Trilogy Systems Corporation was a computer systems company started in 1980. Originally called ACSYS, the company was founded by Gene Amdahl, his son Carl Amdahl[2] and Clifford Madden. Flush with the success of his previous company, Amdahl Corporation, Gene Amdahl was able to raise $230 million for his new venture. Trilogy was the most well-funded start-up company up till that point in Silicon Valley history. It had corporate support from Groupe Bull, Digital Equipment Corporation, Unisys, Sperry Rand and others. The plan was to use extremely advanced semiconductor manufacturing techniques to build an IBM compatible mainframe computer that was both cheaper and more powerful than existing systems from IBM and Amdahl Corporation.

Amdahl leaves Amdahl[edit]

Large computers of the 1960s and 70s were physically constructed using small circuit boards populated with individual transistors or small scale integrated circuits. Using many separate boards allowed them to remove malfunctioning circuits and replace them.

At Amdahl Corporation, Amdahl was able to produce systems compatible with the IBM System/370 at lower cost while also running faster. Much of this was due to his collaboration with Fujitsu, who used their own semiconductor fabrication lines to produce the emitter-coupled logic (ECL) transistors in chip form at scales that had not been accomplished before.

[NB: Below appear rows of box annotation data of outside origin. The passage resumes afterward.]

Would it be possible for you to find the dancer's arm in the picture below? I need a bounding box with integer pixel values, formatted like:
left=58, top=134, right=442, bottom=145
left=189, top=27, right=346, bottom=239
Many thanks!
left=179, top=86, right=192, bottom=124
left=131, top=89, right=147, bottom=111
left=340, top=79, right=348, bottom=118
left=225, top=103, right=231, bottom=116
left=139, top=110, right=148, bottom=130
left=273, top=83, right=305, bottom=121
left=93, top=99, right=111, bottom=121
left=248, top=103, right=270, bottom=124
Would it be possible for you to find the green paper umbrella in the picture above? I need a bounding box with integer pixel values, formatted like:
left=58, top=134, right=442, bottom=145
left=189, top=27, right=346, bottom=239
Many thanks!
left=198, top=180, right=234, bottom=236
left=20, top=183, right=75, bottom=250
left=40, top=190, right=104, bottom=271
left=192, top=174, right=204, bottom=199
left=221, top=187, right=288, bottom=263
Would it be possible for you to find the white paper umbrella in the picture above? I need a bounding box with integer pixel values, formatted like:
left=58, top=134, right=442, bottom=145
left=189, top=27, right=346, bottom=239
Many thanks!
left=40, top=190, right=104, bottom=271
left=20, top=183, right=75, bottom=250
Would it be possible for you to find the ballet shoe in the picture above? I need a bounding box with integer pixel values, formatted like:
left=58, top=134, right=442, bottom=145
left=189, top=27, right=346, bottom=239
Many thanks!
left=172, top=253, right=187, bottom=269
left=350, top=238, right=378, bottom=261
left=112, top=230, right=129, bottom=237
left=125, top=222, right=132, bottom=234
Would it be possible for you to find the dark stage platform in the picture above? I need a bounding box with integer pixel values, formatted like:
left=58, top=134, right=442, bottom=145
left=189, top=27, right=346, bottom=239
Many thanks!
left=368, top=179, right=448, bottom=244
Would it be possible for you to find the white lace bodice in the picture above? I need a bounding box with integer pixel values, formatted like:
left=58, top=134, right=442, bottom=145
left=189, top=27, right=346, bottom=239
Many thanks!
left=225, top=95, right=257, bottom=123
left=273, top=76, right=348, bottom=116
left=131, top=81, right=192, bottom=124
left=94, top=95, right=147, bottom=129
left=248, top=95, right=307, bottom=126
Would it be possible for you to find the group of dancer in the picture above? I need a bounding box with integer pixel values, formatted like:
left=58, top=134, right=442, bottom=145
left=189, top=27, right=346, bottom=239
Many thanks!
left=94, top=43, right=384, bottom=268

Previous systems, like the System/370, managed up to 35 gates on a chip, using Amdahl's design, Fujitsu was able to reliably produce 100 gates on a chip. This made the resulting system smaller and cheaper and able to run at faster clock speeds.[3]

In the late 1970s, Amdahl began the process of designing the replacement for their 470 series. The new machine, the 580, had 50 chips on a board and 77 boards in total. There was an inherent catch-22 in this design; by placing more components on a card they were increasing the chances that a given card would fail, so there was pressure to use more, simpler boards. However, doing so increased the number of boards, to the point where inter-board delays made timing constraints very difficult to achieve. Fujitsu decided to move ahead with the concept even though Amdahl himself was increasingly against the design.[3]

Trilogy forms[edit]

An early wafer-scale integration attempt by Trilogy Systems

In 1980, he decided he had lost control of the company and decided to leave. Still interested in the compatible mainframe market, Amdahl formed Trilogy in 1980.[3] His idea was to solve the complexity problem by producing all of the circuit boards on a single wafer, known as wafer scale integration (WSI). Instead of making many small boards and wiring them together inside the computer, they would all be printed on a single wafer which would carry the connections patterned using the same process. The design called for a computer chip that was 2.5 inch on one side. At the time, computer chips of only 0.25 inch on a side could be reliably manufactured.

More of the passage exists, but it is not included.